Responding to a reporter’s question during a press briefing on Feb. 21 about why the Vatican was not discussing homosexuality, he said that homosexuality and heterosexuality are “human conditions,” adding, “they are not something that predisposes to sin.”

“I would never dare to indicate a category as a category that has a tendency to sin,” Archbishop Scicluna said.

Archbishop Scicluna said that when it comes to sexual abuse, it is most helpful to eschew “categories” and instead to look at “single cases.”

Pope Francis also seemed to dismiss the link between homosexuality and the abuse crisis. During a speech given Feb. 24, the final day of the summit, he said that the abuse of minors is “always the result of an abuse of power.” He also asked bishops to “rise above the ideological disputes and journalistic practices that often exploit, for various interests, the very tragedy experienced by the little ones.”

Juan Carlos Cruz, a survivor of sexual abuse from Chile who now lives in the United States, told America that he rejects attempts by some Catholics to pin the abuse crisis on gay priests.

“That is just a fallacy; that's cruel, and that's so far from reality,” Mr. Cruz said in a Feb. 22 interview at the Vatican. “As a gay man and as a gay Catholic, I can tell you, there are gay people that are pretty bad and there are gay people that are incredibly wonderful. There are heterosexual people that are very bad and there are heterosexual people that are wonderful.”

“But,” he continued, “heterosexuality or homosexuality is not the cause of pedophilia.”

The timing of a controversial new book that claims to detail a network of gay clerics residing and working in the Vatican raised eyebrows, as it was released on the first day of the summit.

Frederic Martel said Inside the Closet of the Vatican does not imply that gay priests are more likely to be abusers. Speaking to America from Paris, Mr. Martel said, however, that he believes there is a link between the allegedly high number of gay men who work for the church and the culture of secrecy that has enabled the scandal to continue.

"There is no link at all between abuse and homosexuality," Mr. Martel said.

But he said “a culture of secrecy that is extremely strong” when it comes to gay priests, who the church has a rule officially prohibiting but which rarely enforces, “was used to protect abusers, even though this culture was not created to protect them.”

“A lot of bishops that protected abusers did so because they are in trouble themselves or they are hiding something, often related to their own homosexuality,” he said. “Often they are afraid their own sexuality will be revealed."

While analysis of reported cases of sexual abuse by clergy in the United States shows most offenses to be against boys and young men, participants in the summit seemed intent on highlighting that many girls and young women have also been victimized by clerics.

“For me, sexual abuse of minors is not just for boys but also for girls,” said Sister Veronica Openibo, in a Feb. 23 address to the nearly 200 bishops and church leaders gathered for the summit.

An adult woman who is a survivor of sexual abuse by a priest spoke to the bishops earlier in the day, telling bishops, “when I was 11 years old, a priest from my parish destroyed my life.”

The survivor, whose identity was not revealed, said in her testimony that recurring trauma from the abuse, which she said went on for five years, resulted in complications with her pregnancy years later.

“Flashbacks and images brought everything back to me.
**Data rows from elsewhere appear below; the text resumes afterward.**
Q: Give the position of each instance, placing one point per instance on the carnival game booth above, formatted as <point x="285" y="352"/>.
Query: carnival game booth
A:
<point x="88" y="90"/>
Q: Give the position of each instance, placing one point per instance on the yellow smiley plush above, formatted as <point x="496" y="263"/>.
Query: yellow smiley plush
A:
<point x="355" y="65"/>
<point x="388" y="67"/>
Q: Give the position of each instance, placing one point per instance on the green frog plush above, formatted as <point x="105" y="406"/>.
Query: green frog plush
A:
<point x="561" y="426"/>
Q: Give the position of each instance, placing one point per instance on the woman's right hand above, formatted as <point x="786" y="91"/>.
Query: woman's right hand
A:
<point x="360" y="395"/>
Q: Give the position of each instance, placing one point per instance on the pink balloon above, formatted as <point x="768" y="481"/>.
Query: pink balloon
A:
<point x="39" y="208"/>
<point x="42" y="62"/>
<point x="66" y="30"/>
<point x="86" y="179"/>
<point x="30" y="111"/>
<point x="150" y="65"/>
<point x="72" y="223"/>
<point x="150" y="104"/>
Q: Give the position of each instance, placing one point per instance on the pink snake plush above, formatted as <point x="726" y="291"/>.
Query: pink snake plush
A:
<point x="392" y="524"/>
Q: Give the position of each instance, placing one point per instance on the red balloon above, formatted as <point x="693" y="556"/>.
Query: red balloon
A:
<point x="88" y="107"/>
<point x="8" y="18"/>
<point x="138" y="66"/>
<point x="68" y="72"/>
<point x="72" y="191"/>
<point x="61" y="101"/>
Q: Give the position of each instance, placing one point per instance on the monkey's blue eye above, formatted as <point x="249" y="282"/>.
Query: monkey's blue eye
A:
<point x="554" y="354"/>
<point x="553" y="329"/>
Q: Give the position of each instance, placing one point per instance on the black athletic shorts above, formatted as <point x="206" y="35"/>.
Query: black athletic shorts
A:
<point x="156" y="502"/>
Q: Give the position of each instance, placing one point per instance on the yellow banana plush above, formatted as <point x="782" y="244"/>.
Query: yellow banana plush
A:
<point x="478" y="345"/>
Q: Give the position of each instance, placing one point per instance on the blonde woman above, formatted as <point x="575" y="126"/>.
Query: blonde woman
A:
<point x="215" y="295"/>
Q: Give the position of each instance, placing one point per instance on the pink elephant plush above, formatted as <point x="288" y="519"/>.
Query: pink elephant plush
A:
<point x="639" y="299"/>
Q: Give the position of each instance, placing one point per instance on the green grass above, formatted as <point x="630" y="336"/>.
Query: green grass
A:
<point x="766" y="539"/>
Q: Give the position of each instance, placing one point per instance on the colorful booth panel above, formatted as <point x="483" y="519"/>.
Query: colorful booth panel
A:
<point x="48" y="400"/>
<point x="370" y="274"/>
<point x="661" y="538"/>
My labor was interrupted, my child was in danger; breastfeeding was impossible because of the terrible memories that emerged,” she said. “I thought I had gone mad.”

The head of the pro-L.G.B.T. group New Ways Ministry, Francis DeBernardo, told America on Feb. 22 that he anticipated the issue of gay priests would be “more prominent” during the summit because of activity leading up to the meeting. But after reading the summit’s preparatory materials, listening to the talks and attending the press briefings, Mr. DeBernardo said, “In the Vatican, they don’t buy the theory that gay priests are the cause” of the abuse crisis.

There does not seem to be much agreement about the root causes of the abuse crisis, which flared up again last summer in the United States following the release of a grand jury report in Pennsylvania detailing abuse allegations there. Pope Francis and his allies have repeatedly blamed a clerical culture that places priests and their well-being above lay people.

Speaking to reporters in Rome on Feb. 18, Chicago’s Cardinal Blase Cupich, one of the summit’s organizers, citing academic studies of the abuse crisis in the United States and Australia, said the research has “indicated that homosexuality in itself is not a cause.”

The cardinal, who has previously defended gay priests, added, “It is not as a result of being homosexual that you abuse, as though homosexual people are more prone to abuse children than straight people.”

But emboldened by new waves of revelations of historical abuse, including the recent laicization of the former cardinal Theodore McCarrick, some Catholics have set their sights on gay priests, whom, going against what the findings of experts and a church-commissioned academic study, they blame for the abuse crisis.

Recent articles about gay priests have appeared in The New York Times and New York magazine, reigniting a debate about the church’s stand. While Pope Francis has seemed more open to welcoming L.G.B.T. Catholics into the church than his predecessors, he also upheld the church’s official ban on gay priests as recently as last year. In a recent interview, the pope said having gay men serve as priests “is something that worries me” and said that homosexuality is becoming “fashionable” in both society and the church. Deeper analysis of the pope’s words suggested that he was talking about sexually active gay priests and not clerics who abide by their promises of celibacy.

That has not stopped some Catholic organizations and activists from leveling a campaign against gay priests, using the ongoing abuse crisis as a platform.

In a statement released Feb. 20, the U.S.-based Catholic League rejected the idea that a culture of clericalism created conditions ripe for the abuse crisis and, as the organization has done many times in the past, instead pinned it on gay priests.

“The preoccupation with clericalism on the part of so-called progressive Catholics has more to do with their myopia, and their desire to divert attention away from homosexuality, than with a pursuit of the truth,” said the group’s leader, Bill Donohue.

A number of bishops who were not part of the meeting, which was limited mostly to the heads of bishops conferences, also sought to link homosexuality and the abuse crisis ahead of the summit.

Philadelphia Archbishop Charles Chaput wrote in a brief blog post published on Feb. 19 by the National Catholic Register, that while bishops and lay people must work together to ensure abuse is handled correctly, that “predatory homosexuality played a major role in most of the abuse cases we know about.”

Archbishop Chaput’s comments echo those of Cardinal Raymond Burke and Cardinal Walter Brandmuller, who in a letter published Feb. 19 said the “plague of the homosexual agenda has spread within the church” and that it is “protected by a climate of complicity and a conspiracy of silence.”

And Rhode Island Bishop Thomas Tobin tweeted Feb. 21 that the abuse crisis was caused by a number of factors, including “gay currents in the Church.”

But abuse survivors have largely dismissed the connection between homosexuality and the abuse crisis.

As for Mr. Cruz, he said the heart of the crisis is allowing priests who have abused children to remain in ministry. Those priests, he said, should be dismissed from the clerical state and if bishops failed to act or covered up abuse, they should also be punished. He said he would be watching closely following the meeting for concrete next steps.

“Everybody has the right to be very angry, I am, too,” he said. “But I feel when there's an opportunity, where a door opens, you have to take it.”